Fraudsters copy e-mails on behalf of all kinds of companies and organizations to try and scam innocent consumers for their information / money. We have made an overview of the types of fake e-mails that you may receive. Read these tips on how to prevent becoming a victim of such fake e-mails.
Always pay attention to the sender.
Does the sender’s e-mail address not end with @[company name].co.uk? Then chances are that this mail is a fake. Incidentally, criminals now respond well to this, for example, they let the sender address end with .com instead of .co.uk or the address deviates one letter from the original e-mail address. Handy fraudsters use a trick called ‘e-mail spoofing’. They can manipulate the sender address in such a way that it is no longer distinguishable from the original. Even if the email appears to be legitimate, it may not always be.
Is there a link in the email?
First check where the link leads to by moving your mouse cursor over the link without clicking. With this you can see what kind of website you go to when you click on the link. Does the url not match the url of the official website of a company or agency at all? Then this is a fake website. Note: nowadays also the urls are very similar to the url of an official website. Both phishing emails and malware emails can contain links. Avoid clicking links where possible, if an email asks you to login to your account to update some details then visit the site directly.

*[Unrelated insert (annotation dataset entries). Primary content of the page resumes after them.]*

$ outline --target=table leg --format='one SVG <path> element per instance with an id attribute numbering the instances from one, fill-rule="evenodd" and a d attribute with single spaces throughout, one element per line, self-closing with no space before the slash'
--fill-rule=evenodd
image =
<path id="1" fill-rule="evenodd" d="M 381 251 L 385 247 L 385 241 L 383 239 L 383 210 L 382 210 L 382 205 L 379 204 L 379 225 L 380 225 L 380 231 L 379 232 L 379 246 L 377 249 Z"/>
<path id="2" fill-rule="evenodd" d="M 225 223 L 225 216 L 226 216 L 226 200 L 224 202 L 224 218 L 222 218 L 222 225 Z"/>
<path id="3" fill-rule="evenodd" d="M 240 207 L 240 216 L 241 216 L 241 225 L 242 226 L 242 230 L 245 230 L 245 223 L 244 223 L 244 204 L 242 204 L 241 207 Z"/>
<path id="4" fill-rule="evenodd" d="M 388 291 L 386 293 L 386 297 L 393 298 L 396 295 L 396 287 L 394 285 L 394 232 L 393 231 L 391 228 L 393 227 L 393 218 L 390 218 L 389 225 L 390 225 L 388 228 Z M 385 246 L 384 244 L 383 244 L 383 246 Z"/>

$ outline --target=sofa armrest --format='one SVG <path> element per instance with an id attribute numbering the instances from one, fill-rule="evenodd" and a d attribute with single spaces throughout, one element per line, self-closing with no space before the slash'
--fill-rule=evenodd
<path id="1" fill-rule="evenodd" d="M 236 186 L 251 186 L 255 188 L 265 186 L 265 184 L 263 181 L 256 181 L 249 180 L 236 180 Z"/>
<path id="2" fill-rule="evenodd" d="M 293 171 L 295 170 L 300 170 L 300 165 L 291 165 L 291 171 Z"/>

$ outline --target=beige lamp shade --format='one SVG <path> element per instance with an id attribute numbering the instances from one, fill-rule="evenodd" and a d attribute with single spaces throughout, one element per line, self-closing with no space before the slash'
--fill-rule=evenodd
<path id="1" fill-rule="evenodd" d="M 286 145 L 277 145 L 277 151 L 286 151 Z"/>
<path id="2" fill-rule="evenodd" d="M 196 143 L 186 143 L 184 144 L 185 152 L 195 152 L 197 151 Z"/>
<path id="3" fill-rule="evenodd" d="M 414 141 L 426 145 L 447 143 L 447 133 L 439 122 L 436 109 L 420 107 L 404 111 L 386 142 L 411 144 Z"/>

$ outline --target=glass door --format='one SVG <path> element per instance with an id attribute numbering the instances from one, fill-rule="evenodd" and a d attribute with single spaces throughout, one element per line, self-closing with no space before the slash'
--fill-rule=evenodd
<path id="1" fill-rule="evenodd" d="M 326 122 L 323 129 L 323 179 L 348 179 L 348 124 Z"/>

Does the e-mail contain an attachment?
Never just click on this attachment. With just one click you can download harmful software to your computer. Check in the same way as with phishing emails, where the link leads to, or what file you download. Attachments with the .exe or .zip extension are often risky. Do not open these attachments. Companies will very rarely send you attachments via email unless you have requested something.
Take a good look at the scope of the message.
Banks, for example, never send emails stating that you have to enter your details. They also ask you never to send your bankcard. Is it threatened with a reminder or bailiff? Don’t fall for it! The fraudsters only do this to scare you. Often the e-mail gives you an urgent reason to take action. If you think there may be a problem, contact your bank directly before following any instructions from the email. You can always report an email to the company if you think their may be an attempted scam.
Does the e-mail look amateurish?
Pay attention to spelling errors and the design of the e-mail. Then you can almost immediately assume that it is a fake e-mail. Criminals are getting better at copying reliable designs, so don’t let the design mislead you.
Are you still not sure whether an email has been sent by the company or agency from which the mail appears to be coming? Then contact the company via the telephone number or e-mail address that can be found on the official site of the organization or company. Purchase a good virus scanner. Did you accidentally click on an attachment that contains malware? Then in some cases the virus scanner can prevent your computer from being infected. Find more helpful advice from leading Consumer Rights activists Which? here.
Watch out for e-mails stating that you have won. Do not enter your details where possible, phishing scams can lead to identity fraud. If it seems too good to be true, it is.